Hey people!
So during my first month here I encouraged my students to watch as much YouTube as they could. In english, of course. So today I wanted to talk about my go-to YouTube channel, CrashCourse World History. It is a channel in which an author and historian called John Green talks on and on about history from pre-history to the present days. It takes 43 chapters of about 10-12 minutes each, so if my students don't like it, they can simply change to something else, hopefully in english. If they like it, they can watch five, ten or twenty videos and when they're done they've watched like an hour of intelligent, educational and interesting english-spoken content.
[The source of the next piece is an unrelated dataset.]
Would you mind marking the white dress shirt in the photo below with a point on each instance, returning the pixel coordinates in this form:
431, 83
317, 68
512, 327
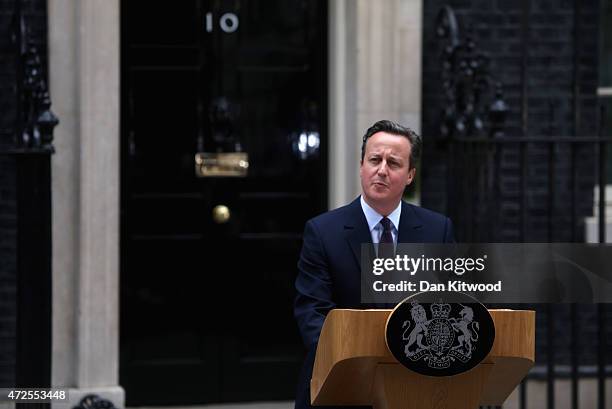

If they don't like it, they're just simply incorrect.
Jokes aside, the thing about this channel is the wide variety of topics and therefore vocabulary that includes, from food, animals, social and historical words... and I always had this theory that history is taught wrong in HS. Wars, generals, dates, whatever, it all revolves around special days and individuals who perform acts of heroism, reach glory and become a part of that countrie's monumental inventory. But that's not history, not actual history. Real historical research revolves around consulting different sources from written records to arqueological findings... it is build with the character of the historian and written from a particular place in time and space. It is a product of its time and an interpretation, but precisely because of that it does not have any pretention of universality, and it is open to comprehend, understand a situation that could be radically different from what we know. When we try to do that, our horizon expands way beyond what we know and is what is even alllowed for us to think about.
So John Green and his team actually manage to convey all this, and I think more people could be hooked into history with that approach.